Give Us This Day, run by Mary Holden Ayala, served Black foster children with funding from the state. The government contracts were lucrative, and state and federal investigators would later determine that Ayala diverted much of the money for her own use—luxury shopping, resort travel, and improvements to her own home.

By 2015, Ocobock Mansion had descended into squalor. Utilities shut off service; fire inspectors found the home unsafe; and, according to employees, the girls Ayala was paid handsomely to care for often lacked basic hygiene items—and food.

After a WW cover story (“Home Sweet Hustle,” Sept. 15, 2015), the Oregon Department of Justice appointed a receiver to liquidate Give Us This Day.

That’s when things got weird.

Ocobock Mansion (Tim Saputo)

The stately, albeit decrepit, mansion flipped like an Olympic high diver: On April 22, 2016, the receiver sold the mansion to Wilde Properties for $570,000; less than two weeks later, Wilde sold it to Everett Custom Homes for $900,000.

Neighbors and leaders in Portland’s Black community feared Everett would demolish the mansion to redevelop the large lot. (The mansion sits on a 12,500-square-foot piece of land, two and a half times the size of a standard city lot.) They rushed to save it. A new entity they formed, Ocobock Mansion LLC, bought the property on Aug. 15, 2016, for $1.1. million.

That meant that in less than four months, the price increased $530,000—a 93% jump.

“Somebody made a bunch of money,” says Jeff Moreland, co-founder of Raimore Construction, one of the city’s largest Black contractors and a leader of the group that rallied to buy the home. “It was egregious what happened.”

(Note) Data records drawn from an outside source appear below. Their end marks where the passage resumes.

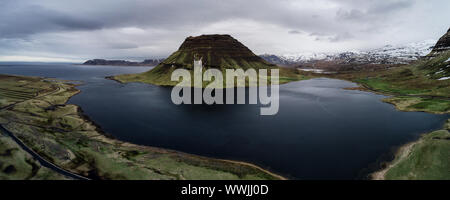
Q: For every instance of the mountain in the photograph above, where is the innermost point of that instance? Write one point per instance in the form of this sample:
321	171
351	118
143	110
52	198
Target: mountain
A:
389	54
216	51
149	62
443	44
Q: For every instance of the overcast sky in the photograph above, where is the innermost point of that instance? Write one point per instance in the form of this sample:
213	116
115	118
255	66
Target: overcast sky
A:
63	30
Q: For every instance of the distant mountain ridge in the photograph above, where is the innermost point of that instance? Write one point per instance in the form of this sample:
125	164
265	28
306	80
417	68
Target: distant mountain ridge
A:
389	54
148	62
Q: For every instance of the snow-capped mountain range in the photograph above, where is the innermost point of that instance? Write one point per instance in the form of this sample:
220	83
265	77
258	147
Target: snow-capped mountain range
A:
389	54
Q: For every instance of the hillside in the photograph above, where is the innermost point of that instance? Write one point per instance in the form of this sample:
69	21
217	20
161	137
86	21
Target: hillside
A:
216	51
388	54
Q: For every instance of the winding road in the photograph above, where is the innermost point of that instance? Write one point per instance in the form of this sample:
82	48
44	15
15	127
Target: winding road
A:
35	155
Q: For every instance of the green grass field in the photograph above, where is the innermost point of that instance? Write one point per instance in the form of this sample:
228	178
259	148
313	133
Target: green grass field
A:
59	133
427	159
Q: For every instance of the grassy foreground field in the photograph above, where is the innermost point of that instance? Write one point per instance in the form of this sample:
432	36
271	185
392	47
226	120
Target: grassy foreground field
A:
162	76
425	159
35	111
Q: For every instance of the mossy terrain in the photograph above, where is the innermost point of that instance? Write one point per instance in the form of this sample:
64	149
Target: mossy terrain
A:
216	52
414	87
162	77
17	164
58	132
420	86
426	159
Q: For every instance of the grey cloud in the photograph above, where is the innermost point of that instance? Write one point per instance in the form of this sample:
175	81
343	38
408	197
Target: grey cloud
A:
87	28
295	32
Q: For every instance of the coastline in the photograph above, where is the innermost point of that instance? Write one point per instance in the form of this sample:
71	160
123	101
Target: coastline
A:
402	152
181	161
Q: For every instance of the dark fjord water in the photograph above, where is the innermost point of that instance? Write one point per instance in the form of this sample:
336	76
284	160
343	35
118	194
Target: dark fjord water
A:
321	131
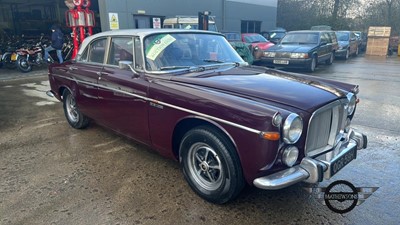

Moreland says scraping the money together was difficult—Ocobock Mansion LLC relied on $700,000 from a hard money lender to make the purchase. The LLC retired that loan in 2017, records show, but Moreland says the steep purchase price and high interest consumed much of his group’s renovation budget.

While Ocobock Mansion’s new owners moved slowly to make the property new again, things went in a different direction for Give Us This Day’s Mary Ayala.

In 2019, after an eight-day trial in U.S. District Court in Portland, a jury found her guilty on felony counts including theft and filing false tax returns. “Stealing from vulnerable children she was entrusted to serve with taxpayer money is a despicable act and warrants severe consequences,” said then-U.S. Attorney for Oregon Billy Williams.

Ayala was sentenced to 33 months in prison. Records show she was released Dec. 6, 2021, but remains under post-prison supervision.

Ocobock Mansion (Tim Saputo)

Moreland says that bad karma is in the past. A wire construction fence still surrounds the property, but Moreland’s group has shored up the interior and added a new roof. He’s not quite sure when renovations will be finished, but he says he’s not trying to make a profit.

“What I would love to be able to do is turn it into a community asset that generates enough revenue to take care of itself,” Moreland says. “We want to restore it back to its original splendor. We just kind of got short of money.”